There's a documentary going around the adoption community. I was not going to watch it, I mean, every one said it made them cry and MY adoptions have been completed so… then some adoptive moms I really respect mentioned that they watched it and I started remembering our trips to China and our first days with Fu Mei and Ao Zhuang. I queued it up o Netflix Watch Instantly. I watched it. I cried. I remembered. Oh I remembered so many things.





So many other things came into focus though. The impotent rage Les and I experienced during the wait for our children. Our inability to adequately express to family and friends just exactly what we were waiting for and maybe why those specific little face were THE faces we would now fight hell and The Devil himself to bring home.

Abandonment alone is the single most devastating thing that can happen to a child, even if that child is found and cared for very quickly, that loss of the birth mother leaves a gap, a black hole of pain that will stay with a child as they mature forever. Add to that the indifferent care of an institution in any country and now the heavy hand of the US Government---these children have very little or no chance at all to find love or security or opportunities food a day or week with adequate food even. They will know hunger and neglect of every kind for every single moment of their lives. I am not exaggerating this. Please take one hour and 22 minutes, watch this video and see what you think about the US Hague Convention Laws that deal with International Adoption and how they strong arm third world countries. Then you can just BE AWARE, spread the word, sign petitions, look for this issue when voting.

As an adoptive parent, you are never quite done with the issue of adoption. The adoptive country becomes apart of your daily life, the recipes creep into your cooking. For Les and I we really have Ev because of China's politics and we have Liam because of certain beliefs the Chinese people hold about a medical condition. As stated above, the abandoned, institutionalized child will remain traumatized for their entire life and we do deal with that, each child on a different level and in their own way- but it IS there. During the movie, I was particularly drawn to the family that adopted a boy and a little girl from Ethiopia because their experience was so very similar to ours; older boy, younger girl and the way the mother spoke of waiting for her son to emerge from the institutionalized behavior gave me chills of recognition.

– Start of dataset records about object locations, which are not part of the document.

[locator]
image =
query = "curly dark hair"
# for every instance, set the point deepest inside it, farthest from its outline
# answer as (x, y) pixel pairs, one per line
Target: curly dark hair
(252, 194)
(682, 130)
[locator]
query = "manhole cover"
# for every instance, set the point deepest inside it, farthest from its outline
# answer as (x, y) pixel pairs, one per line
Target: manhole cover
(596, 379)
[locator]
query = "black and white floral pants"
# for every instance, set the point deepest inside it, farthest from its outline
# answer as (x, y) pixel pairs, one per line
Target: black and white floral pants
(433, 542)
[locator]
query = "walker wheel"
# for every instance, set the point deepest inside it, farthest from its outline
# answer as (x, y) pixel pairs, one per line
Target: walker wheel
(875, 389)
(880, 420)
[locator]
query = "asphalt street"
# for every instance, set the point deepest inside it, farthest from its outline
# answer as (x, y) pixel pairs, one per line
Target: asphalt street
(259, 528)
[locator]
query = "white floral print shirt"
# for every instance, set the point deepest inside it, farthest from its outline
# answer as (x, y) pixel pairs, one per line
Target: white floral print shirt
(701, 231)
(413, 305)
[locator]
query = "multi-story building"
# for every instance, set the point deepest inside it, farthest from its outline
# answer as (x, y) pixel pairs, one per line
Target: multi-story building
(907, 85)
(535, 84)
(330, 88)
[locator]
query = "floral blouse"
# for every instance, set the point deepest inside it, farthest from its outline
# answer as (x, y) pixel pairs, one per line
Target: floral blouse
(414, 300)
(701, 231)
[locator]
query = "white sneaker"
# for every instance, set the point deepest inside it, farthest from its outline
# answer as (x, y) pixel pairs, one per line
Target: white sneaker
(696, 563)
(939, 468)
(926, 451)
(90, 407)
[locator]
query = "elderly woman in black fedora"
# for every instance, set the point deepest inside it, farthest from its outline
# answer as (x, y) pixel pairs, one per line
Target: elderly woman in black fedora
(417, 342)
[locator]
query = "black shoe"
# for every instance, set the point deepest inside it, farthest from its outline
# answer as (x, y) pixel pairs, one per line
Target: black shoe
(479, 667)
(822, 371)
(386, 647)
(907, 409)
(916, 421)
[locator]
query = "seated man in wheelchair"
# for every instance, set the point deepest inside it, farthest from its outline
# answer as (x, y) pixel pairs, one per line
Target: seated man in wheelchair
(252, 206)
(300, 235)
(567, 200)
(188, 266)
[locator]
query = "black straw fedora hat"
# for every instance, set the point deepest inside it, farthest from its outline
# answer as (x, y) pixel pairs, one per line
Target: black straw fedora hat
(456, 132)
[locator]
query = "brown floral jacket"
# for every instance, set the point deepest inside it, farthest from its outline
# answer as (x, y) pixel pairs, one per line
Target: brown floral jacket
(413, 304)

 Don't watch this and grieve for my children, they are here, they have made it! Celebrate that fact!! Evelyn and Liam and all of the children here are thriving and doing well and they are regular American kids and don't ever tell them how lucky they are. Their parents are the lucky ones, we truly are. I would have died if that Ayi had not placed that tiny 14 pounds of nothing into my arms that sweltering day in May in the middle of Jiangxi province, I just would have died without my Evelyn. And we would not be complete without our jokester of a son, our Liam.

The parents need the children. The children need the parents. Its really quite simple in the end.